# 03.1 - Embedding with Chroma

For finding semantically related documents, we'll use Chroma (https://www.trychroma.com/), which is a lightweight vector data store. Chroma supports swappable embedding models, filtering using metadata, keyword search, and multiple distance measurements. We'll use these features for evlauating approaches to organizing papers for downstream processing (search, summarization, keyword extraction, etc.).

The default Chroma embedding model is used in this notebook. The other "03" notebooks show how different embedding models can be used.
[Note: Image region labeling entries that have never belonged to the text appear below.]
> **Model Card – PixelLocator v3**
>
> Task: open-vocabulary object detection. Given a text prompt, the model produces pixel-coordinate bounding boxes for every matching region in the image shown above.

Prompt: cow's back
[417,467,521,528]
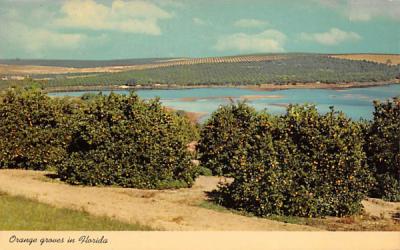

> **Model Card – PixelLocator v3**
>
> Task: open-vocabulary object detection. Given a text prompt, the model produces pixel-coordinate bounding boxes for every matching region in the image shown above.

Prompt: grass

## Section 0 - Notebook Setup

In [None]:
%pip install --upgrade --quiet chromadb

In [None]:
%pip install --upgrade --quiet sentence_transformers

Load articles and prune ones without abstracts, since we're using the abstracts for generating the embeddings.

In [None]:
import pandas as pd
from genscai import paths

df_modeling_papers = pd.read_json(paths.data / "modeling_papers_0.json", orient="records", lines=True)
df_modeling_papers.shape

## Section I - Create a Vector Database using Chroma

Create a Chroma database for storing the vector data, and create a collection in the database. Chroma collections can each have their own embedding and distance measurements.

In [None]:
import chromadb
from genscai import paths

client = chromadb.PersistentClient(path=str(paths.output / "chroma_db"))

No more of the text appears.